Next day, Sunday 17 September at Buccleuch Park, by courtesy of Hawick and Wilton Cricket Club there will be a re-enactment of Hawick’s first ever game against Langholm which took place on the cricket field. The Hawick and Langholm teams will be dressed in the rugby gear of 150 years ago. The club are indebted to Clair Ramage and Liz Parkes for their expertise and guidance and to Mary Beck and her team of sewers who have spent countless hours making the costumes, the materials for which have been generously donated free of charge by Johnstons of Elgin, House of Cheviot and Lovat Mill. Kelso referee Colin Henderson has been our historical adviser on the laws which would be in force when that first game was played on 7 February, 1874 and it is the intention that the over- 35s teams representing Hawick and Langholm will abide by the old laws – at least that is the intention!
Rugby had come to Hawick in those Victorian days as a spin-off when the Hawick cricketers purchased a football to keep themselves fit over the winter and after trying out both the association and rugby union codes opted for the latter as being “manlier and more conducive to the Border character”. For that first ever game, in which my great-grandfather played, Langholm insisted on playing by a copy of the laws which they had sent with the remark “we play no other rules than the enclosed”. They wanted to play with teams of twenty but eventually agreed to fifteen a side. They had in the first ever cross-Border rugby match played twenty-five aside against Carlisle! In these days a try was what it said – it gave a side the opportunity to try to kick a goal. If the goal kick was missed no points were awarded for the touchdown. Langholm actually scored a try but the goal kick went through the posts and over the bar which by the laws Hawick had would have counted but the laws that Langholm had insisted on playing by stated that the goal kick had to go between the posts but under the bar so the game ended nil-nil.

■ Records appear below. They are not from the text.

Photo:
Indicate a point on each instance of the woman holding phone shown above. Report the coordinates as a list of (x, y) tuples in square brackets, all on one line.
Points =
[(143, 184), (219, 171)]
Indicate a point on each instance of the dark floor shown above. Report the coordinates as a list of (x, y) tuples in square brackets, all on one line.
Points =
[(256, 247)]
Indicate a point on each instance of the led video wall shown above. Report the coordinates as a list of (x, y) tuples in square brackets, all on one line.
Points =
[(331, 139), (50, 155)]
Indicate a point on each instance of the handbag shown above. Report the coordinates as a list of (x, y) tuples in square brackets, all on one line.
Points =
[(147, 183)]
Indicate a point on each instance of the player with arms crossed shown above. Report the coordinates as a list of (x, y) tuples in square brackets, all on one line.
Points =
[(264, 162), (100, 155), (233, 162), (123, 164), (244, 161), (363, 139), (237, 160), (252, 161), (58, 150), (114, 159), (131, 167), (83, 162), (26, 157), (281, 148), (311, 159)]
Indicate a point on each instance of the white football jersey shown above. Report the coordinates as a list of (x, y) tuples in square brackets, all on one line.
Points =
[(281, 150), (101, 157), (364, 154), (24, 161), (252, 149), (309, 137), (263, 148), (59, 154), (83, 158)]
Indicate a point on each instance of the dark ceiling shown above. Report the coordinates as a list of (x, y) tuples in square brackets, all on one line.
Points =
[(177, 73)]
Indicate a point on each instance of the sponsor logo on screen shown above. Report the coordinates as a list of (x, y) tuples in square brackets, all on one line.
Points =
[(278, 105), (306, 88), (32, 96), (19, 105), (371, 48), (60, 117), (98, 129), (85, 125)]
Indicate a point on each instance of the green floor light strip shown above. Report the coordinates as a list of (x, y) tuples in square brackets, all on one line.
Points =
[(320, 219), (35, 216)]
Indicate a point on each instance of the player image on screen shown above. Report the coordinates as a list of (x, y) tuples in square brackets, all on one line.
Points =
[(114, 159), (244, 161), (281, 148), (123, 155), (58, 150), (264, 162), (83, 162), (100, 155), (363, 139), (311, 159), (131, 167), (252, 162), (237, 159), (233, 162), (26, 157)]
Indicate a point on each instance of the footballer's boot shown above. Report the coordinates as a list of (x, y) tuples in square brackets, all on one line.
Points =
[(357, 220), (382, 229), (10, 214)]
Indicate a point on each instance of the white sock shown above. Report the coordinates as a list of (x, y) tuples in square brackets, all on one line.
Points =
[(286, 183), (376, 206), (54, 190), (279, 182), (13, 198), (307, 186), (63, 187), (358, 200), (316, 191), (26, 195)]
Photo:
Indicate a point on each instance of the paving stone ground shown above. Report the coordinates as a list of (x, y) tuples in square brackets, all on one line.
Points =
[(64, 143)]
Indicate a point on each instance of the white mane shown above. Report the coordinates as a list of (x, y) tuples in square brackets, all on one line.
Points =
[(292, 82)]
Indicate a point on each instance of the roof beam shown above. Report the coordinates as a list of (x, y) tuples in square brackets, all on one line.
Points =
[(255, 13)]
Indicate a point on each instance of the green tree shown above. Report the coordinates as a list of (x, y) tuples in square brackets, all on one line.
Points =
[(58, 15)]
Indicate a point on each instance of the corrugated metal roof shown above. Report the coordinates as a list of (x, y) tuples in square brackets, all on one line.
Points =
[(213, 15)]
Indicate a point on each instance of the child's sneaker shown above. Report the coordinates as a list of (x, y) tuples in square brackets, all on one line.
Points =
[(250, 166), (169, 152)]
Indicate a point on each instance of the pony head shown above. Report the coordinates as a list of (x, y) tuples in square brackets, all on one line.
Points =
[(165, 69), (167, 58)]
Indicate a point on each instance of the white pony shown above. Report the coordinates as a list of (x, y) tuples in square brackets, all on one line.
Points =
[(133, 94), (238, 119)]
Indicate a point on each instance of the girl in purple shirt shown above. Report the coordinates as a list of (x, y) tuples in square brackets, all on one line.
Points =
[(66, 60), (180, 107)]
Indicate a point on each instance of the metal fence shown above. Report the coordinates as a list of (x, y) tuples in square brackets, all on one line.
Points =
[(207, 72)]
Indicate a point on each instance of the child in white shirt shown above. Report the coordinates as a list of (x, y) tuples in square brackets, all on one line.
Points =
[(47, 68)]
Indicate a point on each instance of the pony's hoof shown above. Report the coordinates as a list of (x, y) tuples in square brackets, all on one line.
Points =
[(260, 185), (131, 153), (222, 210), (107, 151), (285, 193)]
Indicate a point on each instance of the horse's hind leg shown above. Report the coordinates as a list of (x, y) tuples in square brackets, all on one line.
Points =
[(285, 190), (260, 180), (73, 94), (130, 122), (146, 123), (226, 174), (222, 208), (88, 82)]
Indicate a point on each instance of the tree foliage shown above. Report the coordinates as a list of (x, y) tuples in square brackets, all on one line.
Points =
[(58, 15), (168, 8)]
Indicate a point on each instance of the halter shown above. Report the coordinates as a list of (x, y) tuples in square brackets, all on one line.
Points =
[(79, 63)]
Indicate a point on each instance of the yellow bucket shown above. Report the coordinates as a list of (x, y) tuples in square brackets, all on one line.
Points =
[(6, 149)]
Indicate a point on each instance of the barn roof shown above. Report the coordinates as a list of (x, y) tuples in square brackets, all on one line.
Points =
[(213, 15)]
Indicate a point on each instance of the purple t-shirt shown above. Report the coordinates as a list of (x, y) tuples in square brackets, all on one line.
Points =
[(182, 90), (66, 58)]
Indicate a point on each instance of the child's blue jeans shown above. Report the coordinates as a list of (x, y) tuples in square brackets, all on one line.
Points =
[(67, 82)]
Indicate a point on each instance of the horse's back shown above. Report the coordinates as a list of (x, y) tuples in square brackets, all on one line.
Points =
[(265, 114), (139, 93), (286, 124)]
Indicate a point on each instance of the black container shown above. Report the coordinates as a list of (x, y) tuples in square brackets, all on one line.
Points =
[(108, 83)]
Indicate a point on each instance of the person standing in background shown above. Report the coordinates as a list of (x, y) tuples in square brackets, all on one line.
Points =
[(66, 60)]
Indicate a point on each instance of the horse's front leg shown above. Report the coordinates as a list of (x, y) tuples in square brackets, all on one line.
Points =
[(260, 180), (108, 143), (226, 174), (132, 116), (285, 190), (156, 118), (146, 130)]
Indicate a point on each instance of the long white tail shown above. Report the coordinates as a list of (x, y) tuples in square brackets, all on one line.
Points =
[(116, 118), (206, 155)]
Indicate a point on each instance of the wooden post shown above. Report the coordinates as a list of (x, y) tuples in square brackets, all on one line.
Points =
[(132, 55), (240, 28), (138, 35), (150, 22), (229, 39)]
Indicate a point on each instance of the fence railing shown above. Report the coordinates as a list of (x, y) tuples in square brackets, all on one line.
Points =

The game was divided into four periods of twenty minutes. The commemoration re-enactment will be just two twenty minute halfs taking into account the possible lack of fitness of the participants! So, on 17 September all roads will lead to the cricket field for the 2.30 kick off. Entry will be by silver collection payable to the man at the gate.
Back to today. Enjoy the game but if you are a Hawks supporter not too much!